If your iDevice supports false color, set the false color levels to show you over- and underexposure warnings, and/or use the green level as your target exposure value.
- Check color: Use the RGB WFMs or the vectorscope look at color. When the camera is aimed at a white
card or grayscale and is properly white-balanced, overlaid red, green, and blue waveforms will superimpose and turn
white; on the vectorscope the center dot will be properly centered in the crosshairs.
When the camera is aimed at a bluescreen or greenscreen, you can adjust exposure while looking at RGB WFMs or color histograms, checking for the best separation between your key color and the subject’s colors.
Electronically-generated colorbar vectors should fall in the vectorscope target boxes at either the 100% setting (typically EBU full-frame bars, or the fully saturated red/blue/cyan/yellow patches on ARIB bars) or at 75% (SMPTE & ARIB bars). When shooting a DSC Labs OneShot®, ChromaDuMonde®, or ChromaMatch® chart with a “V/S Gain x 2” marking, use the 2x setting, and — in an ideal world — a perfectly set-up camera will put the chart’s vectors into the target boxes (this won't happen unless the camera is calibrated for standard Rec.709 color and gamma. Unless you’re using a broadcast camera this may not be the case; many cine cameras, camcorders, and DSLR-style cameras use different color and tonal-scale rendering, and the vectorscope pattern will not match the layout of the target boxes).
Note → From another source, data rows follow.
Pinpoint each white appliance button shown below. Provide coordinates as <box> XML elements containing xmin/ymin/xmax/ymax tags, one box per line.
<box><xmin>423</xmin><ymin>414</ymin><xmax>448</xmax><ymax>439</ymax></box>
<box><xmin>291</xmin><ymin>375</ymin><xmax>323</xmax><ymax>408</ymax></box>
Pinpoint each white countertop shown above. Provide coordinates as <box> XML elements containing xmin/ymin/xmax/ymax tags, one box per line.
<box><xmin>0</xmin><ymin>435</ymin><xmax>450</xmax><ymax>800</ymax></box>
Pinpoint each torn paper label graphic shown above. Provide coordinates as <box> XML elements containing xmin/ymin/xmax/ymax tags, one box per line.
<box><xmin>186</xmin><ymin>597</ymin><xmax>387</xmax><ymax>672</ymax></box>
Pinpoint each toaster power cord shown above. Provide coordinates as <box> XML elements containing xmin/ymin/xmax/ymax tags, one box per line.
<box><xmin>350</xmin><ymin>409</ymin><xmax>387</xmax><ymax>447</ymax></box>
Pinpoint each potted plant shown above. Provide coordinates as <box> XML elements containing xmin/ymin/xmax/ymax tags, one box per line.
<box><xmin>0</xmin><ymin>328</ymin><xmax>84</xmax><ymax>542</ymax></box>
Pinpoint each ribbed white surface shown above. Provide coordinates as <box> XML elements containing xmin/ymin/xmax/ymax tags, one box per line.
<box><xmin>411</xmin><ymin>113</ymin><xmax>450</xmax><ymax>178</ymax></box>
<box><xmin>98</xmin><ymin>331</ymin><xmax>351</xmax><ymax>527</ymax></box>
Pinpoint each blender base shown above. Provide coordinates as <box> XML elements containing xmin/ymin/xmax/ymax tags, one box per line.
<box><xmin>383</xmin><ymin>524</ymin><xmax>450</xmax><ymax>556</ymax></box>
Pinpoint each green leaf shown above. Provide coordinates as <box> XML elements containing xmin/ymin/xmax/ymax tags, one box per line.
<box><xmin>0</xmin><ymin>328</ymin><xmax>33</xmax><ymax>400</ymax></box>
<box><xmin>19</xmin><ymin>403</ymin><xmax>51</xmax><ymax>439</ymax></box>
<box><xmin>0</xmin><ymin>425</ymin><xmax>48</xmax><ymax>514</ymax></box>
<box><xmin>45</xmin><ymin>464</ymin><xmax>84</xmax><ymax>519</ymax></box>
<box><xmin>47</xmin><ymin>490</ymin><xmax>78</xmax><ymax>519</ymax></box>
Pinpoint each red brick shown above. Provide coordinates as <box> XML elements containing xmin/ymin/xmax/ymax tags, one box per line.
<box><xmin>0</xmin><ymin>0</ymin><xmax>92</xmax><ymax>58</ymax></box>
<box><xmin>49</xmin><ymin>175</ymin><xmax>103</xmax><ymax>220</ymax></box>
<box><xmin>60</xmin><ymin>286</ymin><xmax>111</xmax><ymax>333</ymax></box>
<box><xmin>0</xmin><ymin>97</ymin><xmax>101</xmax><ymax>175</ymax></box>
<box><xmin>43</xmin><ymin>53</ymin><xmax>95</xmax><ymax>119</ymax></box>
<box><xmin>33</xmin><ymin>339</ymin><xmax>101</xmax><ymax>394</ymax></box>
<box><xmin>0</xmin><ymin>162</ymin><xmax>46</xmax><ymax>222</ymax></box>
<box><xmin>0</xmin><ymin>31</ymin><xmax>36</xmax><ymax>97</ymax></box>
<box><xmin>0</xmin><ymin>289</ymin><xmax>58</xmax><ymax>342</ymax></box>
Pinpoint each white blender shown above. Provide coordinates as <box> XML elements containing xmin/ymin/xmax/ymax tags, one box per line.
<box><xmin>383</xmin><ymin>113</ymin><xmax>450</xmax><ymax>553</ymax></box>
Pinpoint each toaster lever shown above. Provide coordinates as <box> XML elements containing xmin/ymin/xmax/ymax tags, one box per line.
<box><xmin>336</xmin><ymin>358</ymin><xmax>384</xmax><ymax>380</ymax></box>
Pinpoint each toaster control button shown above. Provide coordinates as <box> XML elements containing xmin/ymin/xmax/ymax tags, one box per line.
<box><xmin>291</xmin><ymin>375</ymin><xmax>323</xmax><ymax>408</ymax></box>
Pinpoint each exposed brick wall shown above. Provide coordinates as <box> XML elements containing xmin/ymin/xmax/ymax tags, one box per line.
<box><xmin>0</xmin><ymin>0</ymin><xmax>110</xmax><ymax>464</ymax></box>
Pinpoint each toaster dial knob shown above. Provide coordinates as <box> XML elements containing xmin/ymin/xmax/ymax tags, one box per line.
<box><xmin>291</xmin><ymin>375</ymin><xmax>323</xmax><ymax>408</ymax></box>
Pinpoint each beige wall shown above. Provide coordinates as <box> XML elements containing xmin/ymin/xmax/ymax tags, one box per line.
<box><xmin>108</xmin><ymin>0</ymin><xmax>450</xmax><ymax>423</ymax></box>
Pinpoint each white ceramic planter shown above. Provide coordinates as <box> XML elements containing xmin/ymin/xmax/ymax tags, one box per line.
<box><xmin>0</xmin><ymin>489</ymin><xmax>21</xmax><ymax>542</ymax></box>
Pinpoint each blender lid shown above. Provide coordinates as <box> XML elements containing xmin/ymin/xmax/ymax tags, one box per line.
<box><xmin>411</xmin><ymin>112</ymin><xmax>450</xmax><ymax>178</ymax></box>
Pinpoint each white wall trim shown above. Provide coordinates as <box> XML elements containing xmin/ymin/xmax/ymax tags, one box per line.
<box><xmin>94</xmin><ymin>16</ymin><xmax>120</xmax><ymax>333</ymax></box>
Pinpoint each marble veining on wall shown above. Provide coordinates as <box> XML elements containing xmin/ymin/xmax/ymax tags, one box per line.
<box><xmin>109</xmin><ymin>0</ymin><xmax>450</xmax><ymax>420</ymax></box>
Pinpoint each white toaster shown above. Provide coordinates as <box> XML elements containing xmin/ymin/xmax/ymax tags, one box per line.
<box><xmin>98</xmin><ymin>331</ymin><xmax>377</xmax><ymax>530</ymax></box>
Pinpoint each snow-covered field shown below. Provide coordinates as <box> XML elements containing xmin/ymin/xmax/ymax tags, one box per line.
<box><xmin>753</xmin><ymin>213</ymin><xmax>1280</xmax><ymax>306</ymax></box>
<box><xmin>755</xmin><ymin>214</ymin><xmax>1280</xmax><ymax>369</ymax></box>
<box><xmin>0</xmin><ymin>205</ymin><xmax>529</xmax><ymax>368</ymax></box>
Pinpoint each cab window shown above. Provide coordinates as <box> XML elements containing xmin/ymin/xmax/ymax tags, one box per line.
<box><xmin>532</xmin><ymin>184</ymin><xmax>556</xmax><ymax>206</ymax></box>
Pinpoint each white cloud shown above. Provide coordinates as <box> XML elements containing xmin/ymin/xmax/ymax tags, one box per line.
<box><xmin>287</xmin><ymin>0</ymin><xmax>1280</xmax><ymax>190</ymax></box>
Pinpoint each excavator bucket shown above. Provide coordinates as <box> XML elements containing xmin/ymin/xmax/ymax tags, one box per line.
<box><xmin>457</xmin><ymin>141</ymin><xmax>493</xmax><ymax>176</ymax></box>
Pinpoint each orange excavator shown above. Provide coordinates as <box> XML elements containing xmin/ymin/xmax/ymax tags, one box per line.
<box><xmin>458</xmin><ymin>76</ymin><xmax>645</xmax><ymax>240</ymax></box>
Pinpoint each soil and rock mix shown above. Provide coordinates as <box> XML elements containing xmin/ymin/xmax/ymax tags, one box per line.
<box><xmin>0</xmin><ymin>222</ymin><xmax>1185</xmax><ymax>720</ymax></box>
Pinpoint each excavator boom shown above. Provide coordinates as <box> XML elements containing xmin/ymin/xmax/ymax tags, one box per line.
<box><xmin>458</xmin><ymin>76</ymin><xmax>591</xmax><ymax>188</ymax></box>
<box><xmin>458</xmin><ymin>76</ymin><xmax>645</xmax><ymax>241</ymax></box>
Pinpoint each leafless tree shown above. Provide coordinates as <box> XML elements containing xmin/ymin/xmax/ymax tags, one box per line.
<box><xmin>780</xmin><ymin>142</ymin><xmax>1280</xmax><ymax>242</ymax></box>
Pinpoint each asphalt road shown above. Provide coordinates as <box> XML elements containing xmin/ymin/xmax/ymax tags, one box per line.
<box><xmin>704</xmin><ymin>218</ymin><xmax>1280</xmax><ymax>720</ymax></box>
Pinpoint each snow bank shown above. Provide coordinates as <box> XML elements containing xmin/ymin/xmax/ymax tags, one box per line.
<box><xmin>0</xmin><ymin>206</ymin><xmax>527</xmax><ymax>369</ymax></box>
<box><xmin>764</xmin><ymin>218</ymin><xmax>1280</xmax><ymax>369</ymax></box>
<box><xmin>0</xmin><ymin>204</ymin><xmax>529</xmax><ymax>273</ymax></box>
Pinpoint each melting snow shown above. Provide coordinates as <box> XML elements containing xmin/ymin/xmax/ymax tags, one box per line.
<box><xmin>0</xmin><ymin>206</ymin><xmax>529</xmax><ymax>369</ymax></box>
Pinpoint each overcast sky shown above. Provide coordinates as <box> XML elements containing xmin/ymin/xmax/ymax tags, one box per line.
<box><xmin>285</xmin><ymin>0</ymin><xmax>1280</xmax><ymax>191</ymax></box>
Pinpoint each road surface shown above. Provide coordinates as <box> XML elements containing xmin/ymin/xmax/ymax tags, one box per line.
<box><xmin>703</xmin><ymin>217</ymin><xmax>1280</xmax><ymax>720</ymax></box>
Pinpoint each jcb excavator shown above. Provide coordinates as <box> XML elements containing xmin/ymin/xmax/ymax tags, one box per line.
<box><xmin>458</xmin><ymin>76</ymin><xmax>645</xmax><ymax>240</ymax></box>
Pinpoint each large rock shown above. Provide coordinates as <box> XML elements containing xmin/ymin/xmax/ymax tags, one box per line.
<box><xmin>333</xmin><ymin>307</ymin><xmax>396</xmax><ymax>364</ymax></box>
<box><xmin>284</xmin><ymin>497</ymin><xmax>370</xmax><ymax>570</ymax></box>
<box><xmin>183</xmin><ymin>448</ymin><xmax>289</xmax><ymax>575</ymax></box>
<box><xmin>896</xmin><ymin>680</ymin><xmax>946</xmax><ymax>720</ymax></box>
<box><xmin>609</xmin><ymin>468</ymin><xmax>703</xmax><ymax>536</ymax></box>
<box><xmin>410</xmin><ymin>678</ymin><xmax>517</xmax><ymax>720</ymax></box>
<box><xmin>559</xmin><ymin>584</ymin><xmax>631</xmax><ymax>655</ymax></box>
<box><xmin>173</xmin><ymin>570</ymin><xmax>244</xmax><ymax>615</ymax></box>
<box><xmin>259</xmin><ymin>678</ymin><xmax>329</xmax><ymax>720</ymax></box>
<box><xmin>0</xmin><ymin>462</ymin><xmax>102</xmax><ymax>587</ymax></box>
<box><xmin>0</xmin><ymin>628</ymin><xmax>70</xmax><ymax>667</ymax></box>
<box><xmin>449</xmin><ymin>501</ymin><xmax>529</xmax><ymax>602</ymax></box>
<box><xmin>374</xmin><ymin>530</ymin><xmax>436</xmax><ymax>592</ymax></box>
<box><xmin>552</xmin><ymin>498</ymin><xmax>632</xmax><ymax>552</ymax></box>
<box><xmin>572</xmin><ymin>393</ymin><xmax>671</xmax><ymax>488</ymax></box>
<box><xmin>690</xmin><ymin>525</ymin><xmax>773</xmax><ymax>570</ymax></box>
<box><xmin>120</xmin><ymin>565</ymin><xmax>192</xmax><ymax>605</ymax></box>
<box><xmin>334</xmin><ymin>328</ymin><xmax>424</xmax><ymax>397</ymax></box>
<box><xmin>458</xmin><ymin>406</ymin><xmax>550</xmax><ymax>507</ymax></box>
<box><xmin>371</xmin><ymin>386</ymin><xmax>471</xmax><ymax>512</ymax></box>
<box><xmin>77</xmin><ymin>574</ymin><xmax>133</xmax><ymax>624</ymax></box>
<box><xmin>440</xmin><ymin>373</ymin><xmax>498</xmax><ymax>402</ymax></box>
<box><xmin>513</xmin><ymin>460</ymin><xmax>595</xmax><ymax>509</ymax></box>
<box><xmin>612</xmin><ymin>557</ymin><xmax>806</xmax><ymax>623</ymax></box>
- Get Help or report a problem: please check the main support page or the FAQ in case I’ve answered your question there. If that doesn’t solve your problem, please contact me. I’ll answer as soon as I can and do my best to help you out! (If your email isn’t answered within a day or two, it may have fallen into a spam-trap; try contacting @adamwilt on Twitter instead.)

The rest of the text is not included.